Me encanta hablar. De el libro que leo, la serie que vi o veo, de relaciones, de nadar, del karate, de escribir, de la luna, de lo que sea. Con tal de no contar nada de lo que me pasa verdaderamente. Creo que me siento más cómoda cuando estoy escuchando a alguien y no tengo que decir nada.
Antes de escribir y poder dejar en forma más permanente las cosas que nos imaginábamos del pasado, nos contábamos cosas. De la creación del mundo, de dónde veníamos, hacia dónde íbamos. Hay magia en la palabra hablada. El refrán “las palabras se las lleva el viento” no es una sentencia negativa. Es el reconocimiento de la vida que poseen las cosas que decimos. Cada palabra que escapa de nuestras bocas cobra una autonomía.
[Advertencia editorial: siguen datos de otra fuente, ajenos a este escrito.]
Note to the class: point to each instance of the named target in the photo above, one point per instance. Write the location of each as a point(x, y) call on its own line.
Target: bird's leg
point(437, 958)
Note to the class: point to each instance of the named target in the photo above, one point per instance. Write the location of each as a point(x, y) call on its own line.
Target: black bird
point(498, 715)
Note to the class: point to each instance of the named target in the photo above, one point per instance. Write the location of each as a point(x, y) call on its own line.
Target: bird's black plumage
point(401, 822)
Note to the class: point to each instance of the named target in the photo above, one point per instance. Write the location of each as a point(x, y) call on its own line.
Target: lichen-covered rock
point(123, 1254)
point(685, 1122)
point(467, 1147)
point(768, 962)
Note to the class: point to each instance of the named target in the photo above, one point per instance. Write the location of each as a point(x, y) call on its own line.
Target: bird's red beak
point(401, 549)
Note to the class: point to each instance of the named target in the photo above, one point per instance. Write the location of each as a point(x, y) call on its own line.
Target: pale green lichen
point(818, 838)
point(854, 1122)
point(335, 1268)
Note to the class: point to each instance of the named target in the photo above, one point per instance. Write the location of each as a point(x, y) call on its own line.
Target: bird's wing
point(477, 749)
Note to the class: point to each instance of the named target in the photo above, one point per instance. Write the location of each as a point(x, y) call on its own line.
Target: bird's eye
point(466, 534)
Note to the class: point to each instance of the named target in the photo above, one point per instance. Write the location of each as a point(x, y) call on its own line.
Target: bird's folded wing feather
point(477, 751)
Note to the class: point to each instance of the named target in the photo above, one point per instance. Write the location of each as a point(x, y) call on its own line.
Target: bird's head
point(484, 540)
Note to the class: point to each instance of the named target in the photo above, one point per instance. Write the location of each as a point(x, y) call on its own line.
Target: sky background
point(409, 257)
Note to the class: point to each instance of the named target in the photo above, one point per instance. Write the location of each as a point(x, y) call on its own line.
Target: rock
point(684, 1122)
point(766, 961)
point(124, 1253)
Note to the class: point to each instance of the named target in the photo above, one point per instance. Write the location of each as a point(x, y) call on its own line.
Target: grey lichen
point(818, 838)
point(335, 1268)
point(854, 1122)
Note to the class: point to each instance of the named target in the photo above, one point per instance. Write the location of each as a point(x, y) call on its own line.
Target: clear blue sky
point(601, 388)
Ni siquiera las podemos recoger. Una vez dichas, existen y no hay forma de ignorarlas.
Por eso las cosas que compartimos de nosotros mismos se vuelven más reales una vez contadas. Y la persona que las recibe es para siempre dueña de un pedazo nuestro. Aunque no lo quiera.
Darnos en nuestras palabras es un acto permanente, delicado, íntimo. Por eso platicamos de muchas cosas y rara vez contamos lo que llevamos dentro. Y está bien. Nuestra esencia se gasta y no siempre la podemos recuperar.